(Bloomberg) -- Brazil’s hedge-fund industry is diving deep into credit as higher interest rates attract investors and government-owned banks pull back on cheap, subsidized loans to corporations.

Vinland Capital Management Gestora de Recursos Ltda. and Occam Brasil Gestao de Recursos Ltda. are among hedge funds planning to offer credit products after the nation’s benchmark interest rate jumped to almost 14% from 2% last year, luring investors back to bonds. 

Local fixed-income funds posted net inflows of 106 billion reais ($20.5 billion) this year through August after raising 232 billion reais for all of last year, according to Anbima, the capital-markets association. And this time they’re not buying only Treasury bonds as in the past, but are starting to hold more corporate debt -- mostly high-grade, but also high-yield and distressed -- and financing infrastructure projects, fintechs, small firms and agribusinesses. 

“This is a great revolution for Brazil’s financial system,” said Daniel Sorrentino, managing partner and country manager for Brazil at Patria Investments Ltd., an alternative-investment firm with $26.3 billion under management in Latin America. “Now I don’t need a big bank to get a loan in Brazil -- I have other alternatives. And this direct connection between the investor who will provide the financing and those who need it is being made by fintechs, brokerage firms and independent asset managers.”

The result is that, for the first time ever, investment funds along with individual investors are buying a meaningful amount of corporate bonds -- almost as much as the loan book at government-owned development bank BNDES, which used to be one of the main sources of funding for Brazilian firms. As of June, investors held 442 billion reais in those securities, 82% more than two years ago, according to JGP Gestao de Recursos Ltda. BNDES has a loan book of 463 billion reais, 40% below its peak in 2015, according to its financial statements.

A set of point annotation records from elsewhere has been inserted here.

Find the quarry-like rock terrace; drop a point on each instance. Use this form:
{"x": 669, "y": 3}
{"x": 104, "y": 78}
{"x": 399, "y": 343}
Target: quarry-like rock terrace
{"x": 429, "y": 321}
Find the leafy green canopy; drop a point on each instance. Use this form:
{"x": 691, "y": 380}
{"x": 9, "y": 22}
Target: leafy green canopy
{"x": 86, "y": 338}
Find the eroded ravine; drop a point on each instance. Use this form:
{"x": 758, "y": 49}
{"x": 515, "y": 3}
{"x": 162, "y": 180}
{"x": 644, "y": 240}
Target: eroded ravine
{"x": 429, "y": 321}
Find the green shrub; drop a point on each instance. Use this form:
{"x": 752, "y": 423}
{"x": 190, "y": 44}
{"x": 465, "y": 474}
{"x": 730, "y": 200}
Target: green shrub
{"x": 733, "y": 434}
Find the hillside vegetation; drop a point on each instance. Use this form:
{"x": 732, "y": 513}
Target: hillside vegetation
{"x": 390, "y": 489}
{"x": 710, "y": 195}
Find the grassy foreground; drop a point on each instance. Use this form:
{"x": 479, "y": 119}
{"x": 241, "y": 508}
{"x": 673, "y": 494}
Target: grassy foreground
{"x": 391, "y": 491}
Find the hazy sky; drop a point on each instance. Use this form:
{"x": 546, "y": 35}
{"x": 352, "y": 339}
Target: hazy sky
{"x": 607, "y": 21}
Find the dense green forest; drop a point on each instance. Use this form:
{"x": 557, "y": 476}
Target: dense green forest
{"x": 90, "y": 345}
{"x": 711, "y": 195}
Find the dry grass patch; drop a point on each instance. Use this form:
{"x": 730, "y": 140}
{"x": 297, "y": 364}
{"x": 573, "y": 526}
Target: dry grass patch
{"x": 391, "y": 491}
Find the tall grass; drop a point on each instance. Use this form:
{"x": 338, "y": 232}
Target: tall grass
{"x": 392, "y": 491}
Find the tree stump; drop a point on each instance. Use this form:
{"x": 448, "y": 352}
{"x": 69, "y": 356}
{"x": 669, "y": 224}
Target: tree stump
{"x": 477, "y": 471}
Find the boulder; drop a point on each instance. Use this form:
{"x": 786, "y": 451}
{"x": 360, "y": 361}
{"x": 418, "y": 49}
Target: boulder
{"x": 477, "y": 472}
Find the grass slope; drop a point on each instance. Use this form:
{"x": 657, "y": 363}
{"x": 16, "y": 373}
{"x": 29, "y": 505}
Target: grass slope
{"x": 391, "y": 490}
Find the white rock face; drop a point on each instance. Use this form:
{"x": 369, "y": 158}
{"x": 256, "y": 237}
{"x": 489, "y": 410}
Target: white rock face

“The government reduced subsidies to corporate financing in Brazil, cutting the volume of new lending from its banks and bringing BNDES’s interest rates to market levels,” said Alexandre Muller, a partner and portfolio manager in Rio de Janeiro at JGP, which has 1.3 billion reais of credit funds under management. “The credit markets replaced them and are booming.”

As funds and individuals buy mostly floating-rate credit, more brokerage firms are trading it, and independent financial advisers are bringing more transactions directly from companies to the market, Muller said, adding that secondary markets are also developing. 

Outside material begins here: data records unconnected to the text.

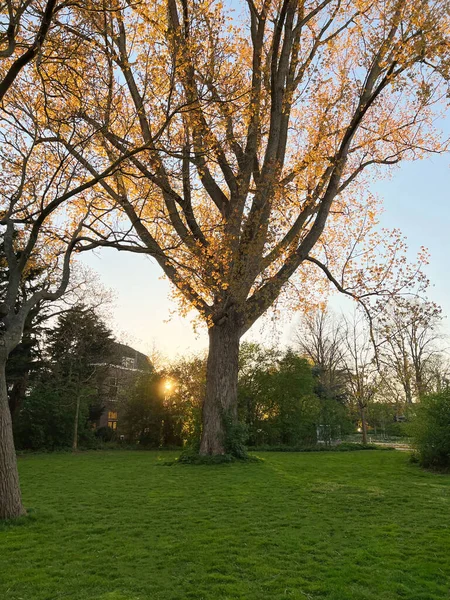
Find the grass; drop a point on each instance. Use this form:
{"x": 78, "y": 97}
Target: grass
{"x": 117, "y": 526}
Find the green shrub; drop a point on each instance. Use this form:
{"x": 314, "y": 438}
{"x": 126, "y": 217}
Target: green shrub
{"x": 431, "y": 431}
{"x": 344, "y": 447}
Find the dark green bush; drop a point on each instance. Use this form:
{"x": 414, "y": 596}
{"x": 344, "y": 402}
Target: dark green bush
{"x": 431, "y": 431}
{"x": 344, "y": 447}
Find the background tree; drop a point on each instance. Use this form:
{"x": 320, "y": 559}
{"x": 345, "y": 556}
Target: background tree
{"x": 78, "y": 347}
{"x": 56, "y": 412}
{"x": 408, "y": 332}
{"x": 252, "y": 149}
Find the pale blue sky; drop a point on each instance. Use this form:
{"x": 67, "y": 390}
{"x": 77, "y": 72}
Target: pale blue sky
{"x": 416, "y": 201}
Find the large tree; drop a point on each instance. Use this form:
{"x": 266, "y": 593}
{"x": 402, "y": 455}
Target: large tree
{"x": 37, "y": 179}
{"x": 257, "y": 134}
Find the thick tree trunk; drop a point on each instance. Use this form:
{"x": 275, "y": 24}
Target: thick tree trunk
{"x": 10, "y": 496}
{"x": 221, "y": 386}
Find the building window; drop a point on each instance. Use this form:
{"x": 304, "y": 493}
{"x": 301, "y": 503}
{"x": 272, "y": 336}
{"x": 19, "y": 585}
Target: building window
{"x": 128, "y": 362}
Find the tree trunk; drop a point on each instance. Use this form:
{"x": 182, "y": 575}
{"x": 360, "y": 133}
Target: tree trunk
{"x": 10, "y": 496}
{"x": 75, "y": 423}
{"x": 220, "y": 401}
{"x": 362, "y": 410}
{"x": 17, "y": 395}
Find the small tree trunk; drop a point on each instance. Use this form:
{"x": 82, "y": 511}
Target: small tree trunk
{"x": 221, "y": 386}
{"x": 75, "y": 423}
{"x": 362, "y": 410}
{"x": 17, "y": 395}
{"x": 10, "y": 496}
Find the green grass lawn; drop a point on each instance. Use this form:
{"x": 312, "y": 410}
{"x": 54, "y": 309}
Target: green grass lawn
{"x": 118, "y": 526}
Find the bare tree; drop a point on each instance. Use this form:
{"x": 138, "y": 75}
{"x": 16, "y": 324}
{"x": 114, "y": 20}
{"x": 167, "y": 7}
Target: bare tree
{"x": 408, "y": 344}
{"x": 358, "y": 362}
{"x": 319, "y": 337}
{"x": 250, "y": 147}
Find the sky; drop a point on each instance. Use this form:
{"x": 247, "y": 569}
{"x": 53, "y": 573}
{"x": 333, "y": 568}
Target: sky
{"x": 416, "y": 200}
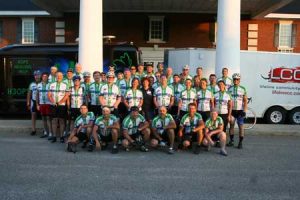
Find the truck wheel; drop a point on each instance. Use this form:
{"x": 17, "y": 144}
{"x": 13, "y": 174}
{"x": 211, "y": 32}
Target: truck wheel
{"x": 294, "y": 116}
{"x": 275, "y": 115}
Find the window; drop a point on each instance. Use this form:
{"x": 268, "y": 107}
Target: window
{"x": 156, "y": 29}
{"x": 28, "y": 31}
{"x": 285, "y": 36}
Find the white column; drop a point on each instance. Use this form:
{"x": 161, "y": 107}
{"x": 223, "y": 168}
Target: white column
{"x": 228, "y": 36}
{"x": 90, "y": 35}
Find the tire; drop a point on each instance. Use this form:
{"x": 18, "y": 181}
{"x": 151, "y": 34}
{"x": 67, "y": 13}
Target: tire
{"x": 275, "y": 115}
{"x": 294, "y": 116}
{"x": 250, "y": 119}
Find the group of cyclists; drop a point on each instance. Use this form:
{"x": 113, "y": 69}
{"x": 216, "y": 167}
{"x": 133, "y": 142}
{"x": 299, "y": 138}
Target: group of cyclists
{"x": 138, "y": 108}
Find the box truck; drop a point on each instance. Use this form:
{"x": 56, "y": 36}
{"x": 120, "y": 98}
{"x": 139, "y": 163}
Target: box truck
{"x": 272, "y": 79}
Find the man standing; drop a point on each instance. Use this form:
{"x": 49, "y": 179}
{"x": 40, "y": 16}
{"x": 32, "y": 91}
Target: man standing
{"x": 191, "y": 129}
{"x": 163, "y": 128}
{"x": 31, "y": 99}
{"x": 58, "y": 96}
{"x": 239, "y": 98}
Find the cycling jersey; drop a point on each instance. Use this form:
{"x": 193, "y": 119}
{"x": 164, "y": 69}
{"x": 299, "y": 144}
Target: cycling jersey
{"x": 69, "y": 82}
{"x": 110, "y": 94}
{"x": 33, "y": 89}
{"x": 204, "y": 98}
{"x": 227, "y": 80}
{"x": 77, "y": 97}
{"x": 177, "y": 89}
{"x": 43, "y": 89}
{"x": 94, "y": 91}
{"x": 237, "y": 93}
{"x": 159, "y": 123}
{"x": 190, "y": 123}
{"x": 84, "y": 120}
{"x": 124, "y": 85}
{"x": 163, "y": 95}
{"x": 187, "y": 97}
{"x": 58, "y": 91}
{"x": 213, "y": 125}
{"x": 213, "y": 88}
{"x": 133, "y": 97}
{"x": 222, "y": 99}
{"x": 103, "y": 123}
{"x": 131, "y": 125}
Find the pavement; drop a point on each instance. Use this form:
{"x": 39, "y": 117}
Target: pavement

It’s not just government-owned banks that have been shrinking financing to big corporations, according to Daniela Gamboa, head of private credit and real state at SulAmerica Investimentos. The nation’s biggest banks face more restrictive capital requirements, and are favoring individuals over big companies because retail clients offer more attractive spreads. 

SulAmerica has about 13 billion reais in fixed-income funds with more than 50% of its holdings in corporate credit, compared with 5 billion reais about two years ago. For the whole industry, those types of credit funds had 17 months of consecutive inflows through July, according to JGP.  

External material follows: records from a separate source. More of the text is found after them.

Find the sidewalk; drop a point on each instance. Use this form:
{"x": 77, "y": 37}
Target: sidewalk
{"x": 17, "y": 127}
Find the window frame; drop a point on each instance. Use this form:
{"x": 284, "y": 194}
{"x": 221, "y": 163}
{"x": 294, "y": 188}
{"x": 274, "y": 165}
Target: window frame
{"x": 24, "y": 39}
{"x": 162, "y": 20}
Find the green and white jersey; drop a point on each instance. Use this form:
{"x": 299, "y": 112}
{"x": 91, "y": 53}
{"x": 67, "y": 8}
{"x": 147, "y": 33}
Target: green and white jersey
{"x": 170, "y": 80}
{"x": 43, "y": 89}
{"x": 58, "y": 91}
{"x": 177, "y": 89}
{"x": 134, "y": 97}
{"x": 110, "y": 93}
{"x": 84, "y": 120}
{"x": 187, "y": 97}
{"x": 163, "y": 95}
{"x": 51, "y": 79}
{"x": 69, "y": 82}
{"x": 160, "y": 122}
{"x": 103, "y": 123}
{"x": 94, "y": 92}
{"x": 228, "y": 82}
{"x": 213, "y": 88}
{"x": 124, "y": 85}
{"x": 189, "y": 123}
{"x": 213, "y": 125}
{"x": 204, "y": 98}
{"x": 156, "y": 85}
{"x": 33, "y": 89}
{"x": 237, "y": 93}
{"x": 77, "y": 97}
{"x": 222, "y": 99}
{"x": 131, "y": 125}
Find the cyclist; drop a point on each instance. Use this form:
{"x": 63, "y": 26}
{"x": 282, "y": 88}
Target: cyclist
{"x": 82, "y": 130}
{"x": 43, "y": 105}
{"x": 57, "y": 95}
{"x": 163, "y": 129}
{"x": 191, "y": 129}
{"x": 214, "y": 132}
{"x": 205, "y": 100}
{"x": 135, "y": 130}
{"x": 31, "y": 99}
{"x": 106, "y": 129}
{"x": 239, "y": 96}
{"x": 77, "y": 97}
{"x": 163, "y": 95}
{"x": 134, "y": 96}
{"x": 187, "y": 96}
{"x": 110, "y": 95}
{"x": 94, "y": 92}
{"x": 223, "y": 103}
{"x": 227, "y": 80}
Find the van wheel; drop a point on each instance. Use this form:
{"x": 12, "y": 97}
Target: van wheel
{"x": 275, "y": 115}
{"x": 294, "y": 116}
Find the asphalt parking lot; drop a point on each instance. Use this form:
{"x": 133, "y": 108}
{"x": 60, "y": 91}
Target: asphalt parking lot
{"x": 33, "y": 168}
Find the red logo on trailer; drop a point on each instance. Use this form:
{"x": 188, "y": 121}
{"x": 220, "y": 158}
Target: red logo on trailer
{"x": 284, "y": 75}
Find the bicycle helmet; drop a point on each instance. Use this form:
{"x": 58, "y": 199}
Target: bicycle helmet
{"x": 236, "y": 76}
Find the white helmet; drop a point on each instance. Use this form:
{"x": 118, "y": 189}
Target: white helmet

Most clients still seek funds that allow them to withdraw money on the same day or the day after a request, and they typically hold liquid, high-grade corporate bonds, Gamboa said. But longer-term, sophisticated strategies are being brought to the market every day, she said.  

Financial-technology companies are also able to obtain financing by selling credit-card or even car loans directly to credit funds, using structures such as FIDCs, funds that buy credit-backed securities. The amount of FIDCs rose to a record 313.2 billion reais in August, a 10% increase from December, according to Anbima. Those structures are also used by longer term funds that specialize in buying agribusiness credit, distressed credit and legal claims. Other firms offer funds that buy asset-backed bonds that are tax-exempt for individuals. 

Some funds can offer investors yields as high as 19%, but require waiting periods of 60 to 180 days for withdrawals, said Rafael Fritsch, chief investment officer at Root Capital, a Rio de Janeiro-based firm founded in April that specializes in credit, with 1.7 billion reais in committed capital from clients.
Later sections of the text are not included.